Maestro Duarte, afinando o sax no Bar de Nazaré
Madrugada. Quase amanhecer. Bar pouco recomendado, um tanto kitsch. Cachorro de porcelana no balcão. O infame sofá de brocado grená, gasto, manco. Peixe empalhado, boca aberta, acima da porta do banheiro. Quadro de São Jorge. Iemanjá de louça barata.
Como vim parar aqui? Por que sempre perco-me aqui?

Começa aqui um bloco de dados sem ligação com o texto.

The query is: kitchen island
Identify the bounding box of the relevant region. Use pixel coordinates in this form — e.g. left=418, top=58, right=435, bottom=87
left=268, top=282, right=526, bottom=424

É no que dá sair sem rumo, noite adentro, com amigos, nem tão amigos assim. Ou noite afora? Risos antigos, muitos chopes, algumas doses de uísque barato, batom borrado. Gosto de sal grosso, amargo, na boca. E esta coisa no peito, apertando.
Aqui, terminamos sempre, sós e sem rumo. Todas as noites perderam o prumo. Tanto tempo faz. Salva-se a música. Blues. Sopro. Trompete. Só o blues caberia nestas noites azul-escuras. Obscuras.
Por que retorno? Por que finjo não doer? E rio. E bebo. Fumar, não fumo. Um baseado às vezes, com João. João toca violoncelo. Perdeu-se na solidão das noites. Como eu.
Ah, essa dor. Esse cheiro. Esse incômodo. Esse tão imenso cansaço.
E volto sempre...
Sei porque volto. Finjo não saber, não querer. Mas enquanto houver este som de trompete, volto. Pelo beijo apaixonado do trompetista ao final da noite. De cada noite. Tão certo neste bar, como o cachorro de porcelana e o sofá grená.